Дэвид пожимает плечами.
М.: Я спрашиваю про разные секретные приготовления. Потому что ты же всех этим удивил, правда?
Дэвид ухмыляется и кивает согласно.
М.: А что означает сейчас твой кивок, Дэвид?
Дэвид: Да, это был секрет.
М.: Кто бы мог подумать!..
Фред: Мы...
Полина смеётся.
М.: О'кей, Дэвид, поделись с нами своим секретом, ладно? Как ты к этому подготовился? К чему ты готовился? На что настраивался?
Дэвид: Ну, я... ммм... эээ... я... в общем, короче, это был в предыдущее воскресенье. Я вляпался в такое безобразие в субботу... и в воскресенье поздно встал.
Полина: Точно. У нас полиция в доме была и всё такое, в общем ужас какой-то.

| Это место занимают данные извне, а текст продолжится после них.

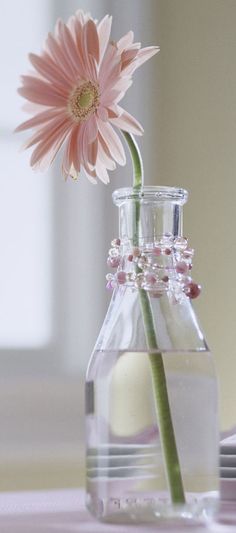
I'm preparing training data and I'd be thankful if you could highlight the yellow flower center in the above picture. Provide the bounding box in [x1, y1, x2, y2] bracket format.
[68, 81, 99, 122]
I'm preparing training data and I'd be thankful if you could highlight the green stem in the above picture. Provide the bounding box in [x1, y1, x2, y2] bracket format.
[122, 131, 143, 190]
[122, 130, 185, 504]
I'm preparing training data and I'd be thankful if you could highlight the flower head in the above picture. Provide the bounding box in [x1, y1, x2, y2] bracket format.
[16, 10, 159, 183]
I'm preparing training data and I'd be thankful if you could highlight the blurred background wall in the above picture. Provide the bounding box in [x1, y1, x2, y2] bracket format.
[0, 0, 235, 490]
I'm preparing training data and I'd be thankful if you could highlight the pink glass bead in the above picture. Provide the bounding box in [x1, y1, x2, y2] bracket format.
[174, 237, 188, 251]
[111, 238, 121, 247]
[150, 290, 163, 298]
[109, 248, 119, 258]
[117, 271, 126, 284]
[145, 273, 156, 285]
[176, 261, 188, 275]
[138, 256, 147, 268]
[184, 282, 201, 299]
[133, 247, 141, 258]
[153, 246, 161, 256]
[150, 281, 166, 298]
[183, 248, 194, 259]
[107, 256, 120, 268]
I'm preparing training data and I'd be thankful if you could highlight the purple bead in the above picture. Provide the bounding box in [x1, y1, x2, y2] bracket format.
[165, 248, 172, 256]
[117, 271, 126, 284]
[106, 280, 114, 291]
[127, 254, 133, 262]
[162, 275, 169, 283]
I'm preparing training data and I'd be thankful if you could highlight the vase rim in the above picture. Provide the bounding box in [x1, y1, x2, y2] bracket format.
[112, 186, 188, 205]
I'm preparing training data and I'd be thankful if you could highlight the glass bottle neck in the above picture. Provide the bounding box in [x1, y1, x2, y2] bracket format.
[113, 187, 188, 246]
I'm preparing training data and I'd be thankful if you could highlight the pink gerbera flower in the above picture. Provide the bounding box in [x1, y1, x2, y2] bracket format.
[16, 10, 159, 183]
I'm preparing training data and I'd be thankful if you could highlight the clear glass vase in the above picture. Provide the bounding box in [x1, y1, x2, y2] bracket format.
[85, 186, 219, 525]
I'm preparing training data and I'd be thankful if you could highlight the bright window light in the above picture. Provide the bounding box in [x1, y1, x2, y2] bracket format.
[1, 0, 51, 130]
[0, 1, 53, 347]
[0, 139, 52, 347]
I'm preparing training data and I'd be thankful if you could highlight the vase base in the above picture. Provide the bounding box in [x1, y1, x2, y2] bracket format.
[86, 491, 219, 525]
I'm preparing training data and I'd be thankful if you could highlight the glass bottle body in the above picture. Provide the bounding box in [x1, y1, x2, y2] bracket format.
[85, 187, 219, 524]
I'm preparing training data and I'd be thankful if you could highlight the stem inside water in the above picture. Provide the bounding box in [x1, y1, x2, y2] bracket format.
[122, 130, 185, 504]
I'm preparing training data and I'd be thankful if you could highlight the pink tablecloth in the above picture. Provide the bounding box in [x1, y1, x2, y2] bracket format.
[0, 489, 235, 533]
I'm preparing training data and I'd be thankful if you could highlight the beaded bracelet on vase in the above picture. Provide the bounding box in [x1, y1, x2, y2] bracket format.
[106, 235, 201, 301]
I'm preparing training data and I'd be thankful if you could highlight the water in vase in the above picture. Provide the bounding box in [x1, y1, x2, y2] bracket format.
[86, 349, 219, 524]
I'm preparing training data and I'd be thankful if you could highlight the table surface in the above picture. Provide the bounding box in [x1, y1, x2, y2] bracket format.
[0, 489, 235, 533]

М.: Нда. Невесело. Давай вернёмся к тебе, Дэвид.
Дэвид: Ну, в общем, было воскресенье, и я встал поздно. Я посмотрел в зеркало в ванной, и, надо сказать, не понравилось мне то, что я там увидел. Я посмотрел на раковину, а потом снова в зеркало и сказал себе: «Сынок, что-то с этим надо делать, а то жизнь твоя будет смыта в канализацию».
Полина и Фред озадаченно смотрят друг на друга.

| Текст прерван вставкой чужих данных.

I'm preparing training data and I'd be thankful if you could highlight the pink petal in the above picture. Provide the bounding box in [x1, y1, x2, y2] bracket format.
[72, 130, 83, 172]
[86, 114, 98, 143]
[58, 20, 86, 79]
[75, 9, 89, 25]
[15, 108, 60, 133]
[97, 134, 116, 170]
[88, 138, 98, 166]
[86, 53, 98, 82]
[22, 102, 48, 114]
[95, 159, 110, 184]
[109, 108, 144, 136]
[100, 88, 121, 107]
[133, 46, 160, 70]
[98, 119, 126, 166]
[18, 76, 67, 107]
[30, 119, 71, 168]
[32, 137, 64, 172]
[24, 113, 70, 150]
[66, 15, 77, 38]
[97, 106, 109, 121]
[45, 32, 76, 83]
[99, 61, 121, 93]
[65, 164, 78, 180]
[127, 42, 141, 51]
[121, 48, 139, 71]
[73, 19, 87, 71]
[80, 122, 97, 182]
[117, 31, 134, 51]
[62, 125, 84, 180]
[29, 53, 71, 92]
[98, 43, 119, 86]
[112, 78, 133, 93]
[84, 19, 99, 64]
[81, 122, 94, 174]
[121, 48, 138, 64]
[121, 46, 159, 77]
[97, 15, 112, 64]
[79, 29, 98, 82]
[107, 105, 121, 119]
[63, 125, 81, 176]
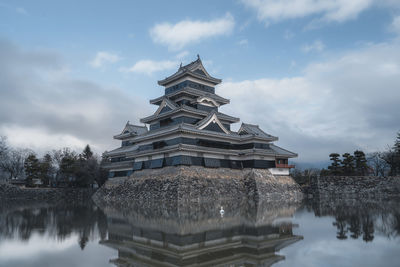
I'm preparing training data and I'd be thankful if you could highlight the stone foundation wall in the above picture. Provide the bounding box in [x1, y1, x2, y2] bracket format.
[310, 175, 400, 199]
[92, 166, 303, 209]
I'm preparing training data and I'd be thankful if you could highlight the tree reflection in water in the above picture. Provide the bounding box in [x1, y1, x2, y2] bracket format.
[0, 202, 108, 250]
[1, 197, 400, 266]
[308, 198, 400, 243]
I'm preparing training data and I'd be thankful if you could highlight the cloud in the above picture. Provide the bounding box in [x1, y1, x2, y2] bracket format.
[302, 40, 325, 53]
[241, 0, 375, 25]
[284, 30, 295, 40]
[89, 51, 121, 68]
[120, 59, 178, 75]
[175, 50, 189, 60]
[390, 15, 400, 34]
[237, 39, 249, 46]
[0, 40, 150, 154]
[218, 40, 400, 162]
[150, 13, 235, 50]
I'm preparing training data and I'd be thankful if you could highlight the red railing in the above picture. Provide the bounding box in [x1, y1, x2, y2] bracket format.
[275, 163, 295, 168]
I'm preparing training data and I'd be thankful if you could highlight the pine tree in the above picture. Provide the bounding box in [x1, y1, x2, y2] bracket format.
[393, 131, 400, 175]
[39, 153, 53, 186]
[354, 150, 368, 176]
[24, 154, 40, 187]
[394, 131, 400, 154]
[82, 145, 93, 161]
[328, 153, 342, 176]
[59, 151, 78, 186]
[342, 153, 355, 176]
[0, 136, 7, 160]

М.: И с этого всё началось?
Дэвид: Ага.
М.: Ну, это уже что-то! И каким образом это подготовило тебя к тому, чтобы сопротивляться Хулиганству тогда, на пляже?
Дэвид: Не знаю. Но точно помогло.
М. (поворачиваясь к Полине и Фреду): Как, по вашему мнению, связано между собой то, что Дэвид сделал в воскресенье утром, и то, что он сделал неделю спустя на пляже, чтобы оказать сопротивление Хулиганству?

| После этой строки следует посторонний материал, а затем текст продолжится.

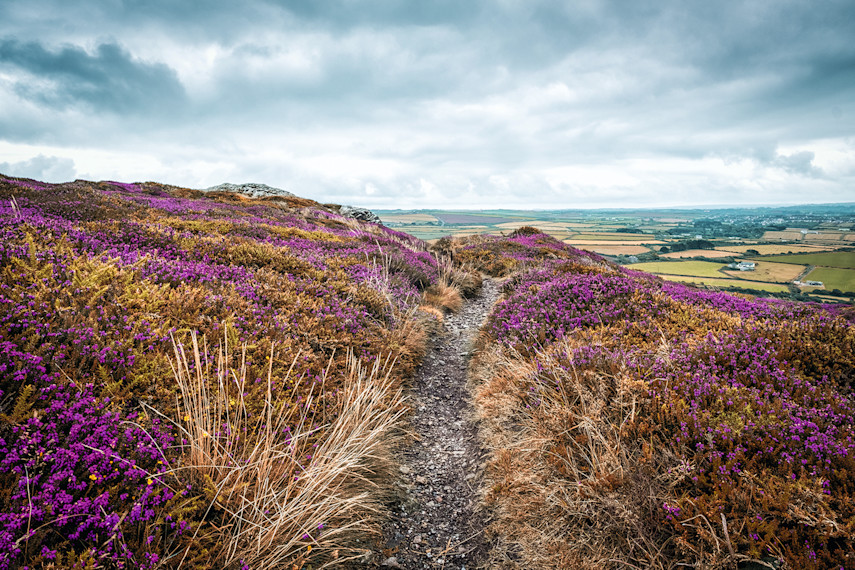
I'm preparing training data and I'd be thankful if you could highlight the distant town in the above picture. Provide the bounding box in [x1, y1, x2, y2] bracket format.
[377, 203, 855, 303]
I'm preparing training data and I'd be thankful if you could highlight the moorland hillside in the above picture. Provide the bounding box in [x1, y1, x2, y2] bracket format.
[1, 175, 853, 569]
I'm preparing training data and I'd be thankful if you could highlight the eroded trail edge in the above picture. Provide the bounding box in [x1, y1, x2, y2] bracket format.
[377, 278, 501, 569]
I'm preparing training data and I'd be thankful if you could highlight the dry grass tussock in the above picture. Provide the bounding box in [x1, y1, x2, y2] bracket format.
[470, 340, 735, 569]
[158, 332, 407, 568]
[423, 282, 463, 313]
[423, 253, 483, 313]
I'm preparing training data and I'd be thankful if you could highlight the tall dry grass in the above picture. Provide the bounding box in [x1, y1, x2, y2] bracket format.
[164, 331, 406, 568]
[471, 339, 732, 569]
[423, 253, 484, 313]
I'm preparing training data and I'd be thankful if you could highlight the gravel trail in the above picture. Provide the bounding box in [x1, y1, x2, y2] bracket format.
[375, 278, 501, 570]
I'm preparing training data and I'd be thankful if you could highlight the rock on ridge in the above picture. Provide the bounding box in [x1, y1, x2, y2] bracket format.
[338, 204, 382, 224]
[204, 182, 295, 199]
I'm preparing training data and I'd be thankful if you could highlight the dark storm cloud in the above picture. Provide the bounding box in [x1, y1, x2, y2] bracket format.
[0, 40, 186, 114]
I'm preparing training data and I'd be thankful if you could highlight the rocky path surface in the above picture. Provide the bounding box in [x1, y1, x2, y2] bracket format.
[376, 279, 501, 570]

Отвечая на этот вопрос, Полина и Фред начали размышлять о возможной связи между двумя описанными событиями. Дэвид в дальнейшем подтвердил некоторые из этих рассуждений. Именно в этих рассуждениях и в подтверждениях, которые дал Дэвид, его действия, направленные на сопротивление Хулиганству на пляже, были включены в последовательность событий, которая разворачивалась в течение недели. События на пляже не были больше «из ряда вон выходящими», но были встроены в возникающий сюжет. Исходя из этого, я решил, что настало время попросить Дэвида назвать тему или сюжет этой истории.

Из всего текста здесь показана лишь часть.